All my docs were in place and everything ticked until they noticed that the VC5 was in my company name as the keeper.
I tried to convince them that this was the keeper not the owner (I showed original invoice, receipt and even got a letter from a helpful chap at DVLA stating the difference between keeper and owner). I also produced my company registration documents from Companies House in the UK which proved I was the sole owner of the company, but no go I'm afraid.
Like you I'm not having a go at the authorities but I do wish the Alfandega and the DVLA or UK Customs would consult on this.


----------



## omostra06

i think the reason that they only use the v5 document to identify the owner, is that if the v5 was in one name, then anyone could say oh yes thats may car i have owned it for years, now can i have my free import?
so to avoid thousands of brits just buying cars and getting round the one year rule, they need documented evidence of the owner, not just the say so of the person importing the vehicle. so they decided the v5 was it and regard the mamed person as the owner, which is not the same as in the uk as you can own the car and register it in someone elses name,


----------



## Jamesie

omostra06 said:


> i think the reason that they only use the v5 document to identify the owner, is that if the v5 was in one name, then anyone could say oh yes thats may car i have owned it for years, now can i have my free import?
> so to avoid thousands of brits just buying cars and getting round the one year rule, they need documented evidence of the owner, not just the say so of the person importing the vehicle. so they decided the v5 was it and regard the mamed person as the owner, which is not the same as in the uk as you can own the car and register it in someone elses name,


It's just the inconsistency which can be a little irritating.
I have a friend who deals in antiques and she has to produce receipts as proof of ownership but show the Alfandega a receipt for a car and they are not interested. All the VC5 does as I can see it is gives the DVLA someone who is going to be responsible for paying the road fund licence.


----------



## omostra06

Jamesie said:


> All the VC5 does as I can see it is gives the DVLA someone who is going to be responsible for paying the road fund licence.

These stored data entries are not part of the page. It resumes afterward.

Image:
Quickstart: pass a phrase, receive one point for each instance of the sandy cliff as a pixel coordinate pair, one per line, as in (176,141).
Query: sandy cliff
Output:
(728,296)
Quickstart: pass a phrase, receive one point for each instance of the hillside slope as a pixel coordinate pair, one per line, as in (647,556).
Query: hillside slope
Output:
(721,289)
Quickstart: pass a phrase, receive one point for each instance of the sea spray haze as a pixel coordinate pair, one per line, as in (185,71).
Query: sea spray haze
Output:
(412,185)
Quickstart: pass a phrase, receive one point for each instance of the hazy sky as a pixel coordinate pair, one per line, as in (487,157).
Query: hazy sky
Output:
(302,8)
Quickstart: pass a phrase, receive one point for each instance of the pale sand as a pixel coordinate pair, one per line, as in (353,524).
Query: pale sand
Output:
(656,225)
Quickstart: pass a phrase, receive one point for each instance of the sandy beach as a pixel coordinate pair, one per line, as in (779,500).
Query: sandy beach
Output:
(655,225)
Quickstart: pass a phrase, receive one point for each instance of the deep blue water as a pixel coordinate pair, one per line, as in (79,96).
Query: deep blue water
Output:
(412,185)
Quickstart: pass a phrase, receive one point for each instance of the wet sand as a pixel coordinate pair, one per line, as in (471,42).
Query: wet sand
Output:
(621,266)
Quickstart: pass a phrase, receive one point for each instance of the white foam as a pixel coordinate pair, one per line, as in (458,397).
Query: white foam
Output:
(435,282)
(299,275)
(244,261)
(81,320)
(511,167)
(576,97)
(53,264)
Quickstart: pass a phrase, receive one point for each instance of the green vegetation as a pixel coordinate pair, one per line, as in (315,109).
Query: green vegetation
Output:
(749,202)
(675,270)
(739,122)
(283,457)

thats exactly right Jim, someone has to be responsible for traffic fines, tax etc, thats the "keeper" not the owner.


----------



## Jamesie

omostra06 said:


> thats exactly right Jim, someone has to be responsible for traffic fines, tax etc, thats the "keeper" not the owner.


Maybe the simplest way is to adopt the Portuguese system where the owner is responsible for the vehicle and drop the old "keeper" system. Or is there a reason why we have the "keeper" system which I'm not aware of ?


----------



## omostra06

not sure. 
perhaps like a lot of things in the uk, the process, system, law came in to deal with a specific problem, then just never got changed again...

look at income tax, brought in as a short term thing and well its still there....

another was pub opening times, brought in before the war i guess as a control and well its only 60 years later that its getting reformed!

the owner/keeper thing may have been the same.


----------